Political democracy without economic wellbeing and meaningful participation by the majority of our people is an accident waiting to happen in our society.

The recent boycott of voter registration stations is a telling reminder of how meaningless the vote becomes when poverty engulfs a community.

The institutional and service platforms of organised business are fundamental to the transformation of our economy.

If we assume the success of transformation hinges on the fundamental change of local and regional chambers or different chapters of sectoral bodies, then one requires equal access to services for business people of all races and persuasions, despite their prior membership affiliations and the fees they can afford.

Enterprise development is vital to boosting economic growth, to broaden access to the wealth creation process.

The rubber hits the road at local chamber level, where crucial services such as trade and investment facilitation are provided.

This level also provides vital knowledge management activities that assist businesses in navigating through the morass of the regulatory environment. More importantly, business representatives can relationship and strike deals on a nonracial basis.

Inclusive training opportunities and economic policy formulation are also crucial for successful local economic development.

We need functionally integrated chambers. No half-baked measures. I have the distinct impression that the recent unity ceremony smacks of opportunism and political expediency.

It was a defining moment of opportunity for organised business to effect real transformation and directly affect the economic success of SA.

Seemingly, nothing has altered save for peaceful coexistence and co-operation.

Ordinary Nafcoc and Fabcos members will continue their miserable existence with meagre or no services at all while, metaphorically speaking, their white brethren are served by waiters clothed with white gloves and fezzes, until equitable access to the resources of organised business is made possible.

Chambers could have become inclusive community platforms for wealth creation.

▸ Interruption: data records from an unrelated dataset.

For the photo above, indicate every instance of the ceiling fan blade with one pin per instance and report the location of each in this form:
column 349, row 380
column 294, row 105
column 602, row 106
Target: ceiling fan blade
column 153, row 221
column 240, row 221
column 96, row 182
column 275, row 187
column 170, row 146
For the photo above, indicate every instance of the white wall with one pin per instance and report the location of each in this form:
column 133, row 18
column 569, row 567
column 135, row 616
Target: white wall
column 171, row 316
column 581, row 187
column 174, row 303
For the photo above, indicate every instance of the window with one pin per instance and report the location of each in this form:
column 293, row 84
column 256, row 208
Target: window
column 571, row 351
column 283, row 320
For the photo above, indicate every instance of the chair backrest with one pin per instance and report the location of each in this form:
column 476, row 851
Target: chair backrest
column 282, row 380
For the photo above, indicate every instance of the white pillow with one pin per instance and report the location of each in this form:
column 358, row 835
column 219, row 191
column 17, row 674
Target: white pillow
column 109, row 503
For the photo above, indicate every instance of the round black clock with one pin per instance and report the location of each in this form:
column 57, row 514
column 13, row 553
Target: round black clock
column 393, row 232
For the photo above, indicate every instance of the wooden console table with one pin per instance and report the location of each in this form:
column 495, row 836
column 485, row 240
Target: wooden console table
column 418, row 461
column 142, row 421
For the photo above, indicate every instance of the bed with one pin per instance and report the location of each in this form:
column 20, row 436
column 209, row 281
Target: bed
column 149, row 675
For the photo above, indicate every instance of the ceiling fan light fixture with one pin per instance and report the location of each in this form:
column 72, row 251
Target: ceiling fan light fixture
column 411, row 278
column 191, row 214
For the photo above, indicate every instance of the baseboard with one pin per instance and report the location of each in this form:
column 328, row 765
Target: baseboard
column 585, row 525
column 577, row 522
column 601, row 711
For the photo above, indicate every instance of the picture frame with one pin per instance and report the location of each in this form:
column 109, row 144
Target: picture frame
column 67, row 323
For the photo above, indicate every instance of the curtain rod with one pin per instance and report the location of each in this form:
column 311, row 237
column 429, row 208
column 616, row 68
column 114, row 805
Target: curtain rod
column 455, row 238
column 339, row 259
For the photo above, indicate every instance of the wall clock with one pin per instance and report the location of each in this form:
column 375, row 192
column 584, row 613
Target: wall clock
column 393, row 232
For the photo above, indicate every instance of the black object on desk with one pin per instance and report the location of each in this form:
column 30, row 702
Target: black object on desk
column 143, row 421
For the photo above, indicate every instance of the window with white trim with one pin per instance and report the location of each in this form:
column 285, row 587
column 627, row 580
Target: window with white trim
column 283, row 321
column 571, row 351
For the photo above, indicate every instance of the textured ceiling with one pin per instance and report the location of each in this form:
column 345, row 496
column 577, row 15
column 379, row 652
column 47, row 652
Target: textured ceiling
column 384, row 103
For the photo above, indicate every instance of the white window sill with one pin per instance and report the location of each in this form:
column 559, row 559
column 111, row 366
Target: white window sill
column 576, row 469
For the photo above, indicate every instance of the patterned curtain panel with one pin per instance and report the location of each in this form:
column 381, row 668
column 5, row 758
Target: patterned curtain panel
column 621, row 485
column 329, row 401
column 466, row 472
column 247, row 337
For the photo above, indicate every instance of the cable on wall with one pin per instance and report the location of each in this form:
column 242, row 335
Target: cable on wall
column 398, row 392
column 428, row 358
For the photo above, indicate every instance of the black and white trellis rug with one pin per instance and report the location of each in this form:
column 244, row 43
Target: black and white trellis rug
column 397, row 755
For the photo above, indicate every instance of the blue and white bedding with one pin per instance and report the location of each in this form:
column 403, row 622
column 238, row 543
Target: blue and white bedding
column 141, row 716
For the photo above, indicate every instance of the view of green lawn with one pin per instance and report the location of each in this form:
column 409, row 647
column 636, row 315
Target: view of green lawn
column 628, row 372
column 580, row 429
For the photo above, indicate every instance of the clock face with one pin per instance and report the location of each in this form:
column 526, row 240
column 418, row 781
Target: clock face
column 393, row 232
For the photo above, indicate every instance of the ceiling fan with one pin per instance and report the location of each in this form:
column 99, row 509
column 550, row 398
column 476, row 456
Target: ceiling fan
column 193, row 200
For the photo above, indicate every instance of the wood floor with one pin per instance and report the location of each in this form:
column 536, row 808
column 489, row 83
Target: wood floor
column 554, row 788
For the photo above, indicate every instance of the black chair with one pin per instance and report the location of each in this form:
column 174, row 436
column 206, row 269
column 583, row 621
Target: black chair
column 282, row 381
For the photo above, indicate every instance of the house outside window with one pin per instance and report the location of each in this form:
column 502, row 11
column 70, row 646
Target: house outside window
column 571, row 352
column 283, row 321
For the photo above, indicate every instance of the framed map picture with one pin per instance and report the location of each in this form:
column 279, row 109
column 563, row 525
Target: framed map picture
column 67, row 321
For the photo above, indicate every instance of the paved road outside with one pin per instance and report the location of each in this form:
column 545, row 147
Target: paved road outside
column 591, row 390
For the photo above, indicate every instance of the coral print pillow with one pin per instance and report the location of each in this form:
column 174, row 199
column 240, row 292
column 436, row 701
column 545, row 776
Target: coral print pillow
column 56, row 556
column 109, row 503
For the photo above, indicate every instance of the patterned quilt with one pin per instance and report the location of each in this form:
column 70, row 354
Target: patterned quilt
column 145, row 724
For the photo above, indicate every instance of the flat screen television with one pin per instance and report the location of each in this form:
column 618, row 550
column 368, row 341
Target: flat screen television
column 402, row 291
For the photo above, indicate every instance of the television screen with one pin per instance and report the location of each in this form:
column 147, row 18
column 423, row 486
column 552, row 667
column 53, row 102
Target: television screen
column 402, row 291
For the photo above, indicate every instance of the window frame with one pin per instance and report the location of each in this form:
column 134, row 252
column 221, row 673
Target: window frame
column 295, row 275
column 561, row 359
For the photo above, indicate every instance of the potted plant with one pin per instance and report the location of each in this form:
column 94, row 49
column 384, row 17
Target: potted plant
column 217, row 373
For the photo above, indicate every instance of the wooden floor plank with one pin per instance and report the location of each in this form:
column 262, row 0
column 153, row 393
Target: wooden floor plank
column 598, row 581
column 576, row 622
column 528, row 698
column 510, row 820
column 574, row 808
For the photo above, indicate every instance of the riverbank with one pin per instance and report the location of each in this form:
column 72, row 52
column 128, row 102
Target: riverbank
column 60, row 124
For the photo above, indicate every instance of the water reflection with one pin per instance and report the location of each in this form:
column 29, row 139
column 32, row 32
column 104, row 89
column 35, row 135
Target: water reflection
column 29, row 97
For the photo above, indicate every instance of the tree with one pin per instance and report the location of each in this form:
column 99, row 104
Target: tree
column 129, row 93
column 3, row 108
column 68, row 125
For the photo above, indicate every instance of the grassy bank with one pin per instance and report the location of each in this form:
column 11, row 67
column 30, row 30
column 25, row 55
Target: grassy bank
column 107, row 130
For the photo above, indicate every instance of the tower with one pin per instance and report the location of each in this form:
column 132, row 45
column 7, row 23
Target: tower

The current agreement establishes Busa and Chamsa as umbrella bodies for sectoral associations and local chambers respectively while retaining their autonomy and racial alignment.

The arrangement is reminiscent of SA's 1983 constitution, with separate racial representation in a tricameral parliament different assemblies for coloureds, Indians and whites. Black people were relegated to bantustans for representation.

I suppose advocates of the current model will argue this is a migratory system, eventually resulting in total integration. If so, what are the time frames for such integration and what resources set aside for transformation?

After all, we are now in our 10th year of democracy and nonracialism. The economic status of most of our citizens has not changed; in fact it has worsened.

It is not government's sole responsibility to facilitate wealth creation; it is also the task of the private sector and other interested parties such as the labour movement. This is why transforming the platforms of organised business is so vital, to build on the political base laid in1994.

Perhaps it is in the interests of some elements to sustain the status quo. Market hegemony and monopolisation are surely good motivators. Crony capitalism is the other beneficiary.

Keep the club as small as possible lest the abundant wealth generated by nonracialism in business swamps the market place with a very new set of rules and behaviours that cause discomfort for the "fez and white gloves" brigade.